Vous vous étiez retiré du CNRP (Cambodia National Rescue Party / Parti du salut national du Cambodge) pour laisser à l'opposition ses chances aux élections. Quel soutien pouvez-vous aujourd'hui apporter à l'opposition ?

Sam Rainsy : Connaissant Kem Sokha et suivant ses activités politiques depuis 25 ans, je peux affirmer que ces soi-disant confessions, faites en Australie devant un groupe de sympathisants du CNRP en novembre 2013, telles qu'elles ont été mises en avant par la police à Phnom Penh n'ont pas du tout la signification qu'on leur prête. Kem Sokha a parlé d'un soutien d'une organisation internationale américaine, et d'autres, pour aider l'opposition cambodgienne à obtenir un changement démocratique à l'image de ce qui s'est passé en Serbie ou en ex-Yougoslavie. Des manifestations pacifiques, différents courants démocratiques qui s'unissent pour obtenir la chute de Milosevic. Rien d'illégal ni de criminel dans cette démarche pour obtenir qu'un régime autoritaire cède la place à un régime plus démocratique.

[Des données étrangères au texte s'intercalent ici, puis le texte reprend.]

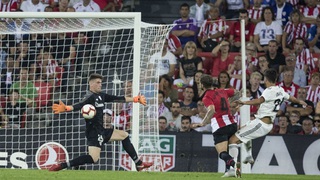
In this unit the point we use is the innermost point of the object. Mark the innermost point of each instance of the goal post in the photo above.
(62, 50)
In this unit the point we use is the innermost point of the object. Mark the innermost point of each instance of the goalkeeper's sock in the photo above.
(227, 158)
(84, 159)
(234, 151)
(128, 147)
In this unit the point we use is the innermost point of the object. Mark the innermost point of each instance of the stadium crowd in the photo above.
(280, 34)
(36, 66)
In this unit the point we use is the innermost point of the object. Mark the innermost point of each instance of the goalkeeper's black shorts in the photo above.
(97, 139)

Vous réfutez l'accusation de trahison ?

SR : En politique, on cherche à obtenir un changement démocratique par voix pacifique. Rien à voir avec un quelconque acte de trahison. Mais vous savez : qui veut tuer son chien l'accuse de la rage. Cela prouve que Hun Sen a très peur. Son vrai but est de faire dérailler le processus électoral, faire en sorte que le seul parti qui puisse gagner en 2018 soit le sien. Il faut que le CNRP soit au mieux décapité, au pire dissout, sous prétexte que son dirigeant a commis une trahison, afin que Hun Sen puisse gagner les élections tout seul, sans adversaire. 

Kem Sokha n'est-il  pas couvert par son immunité parlementaire ?

SR : Au Cambodge, on ne tient pas compte de l'immunité parlementaire. Ce sont des principes qui restent très théoriques dans la Constitution et le règlement interne de l'Assemblée nationale. Quand ils veulent arrêter quelqu'un ou quelque chose, ils le font immédiatement sous prétexte de flagrant délit. Or Kem Sokha a prononcé ces paroles en 2013 : quel flagrant délit ?

Ces derniers mois, 19 stations de radio ont fermé, de nombreux journalistes ont été menacés, des ONG aussi, le Cambodia Daily qui annonce sa fermeture demain... Hun Sen est-il en train de bâilloner l'opposition ?

C'est plus que cela. C'est une vraie chape de plomb qui s'abat sur le Cambodge. C'est le règne d'un seul parti, d'un seul homme sur le pays qui, pourtant, fait l'objet des accords de Paris qui prévoit un processus de démocratisation.
C'est un régime de plus en plus dictatorial.

Comment le parti peut-il réagir ?

C'est au-delà du parti : quand vous visez toute voix critique, quand vous entravez toute expression de la conscience de chaque individu, les conséquences peuvent être très graves. Tout est possible, car Hun Sen fait des choses qui dépassent la raison humaine.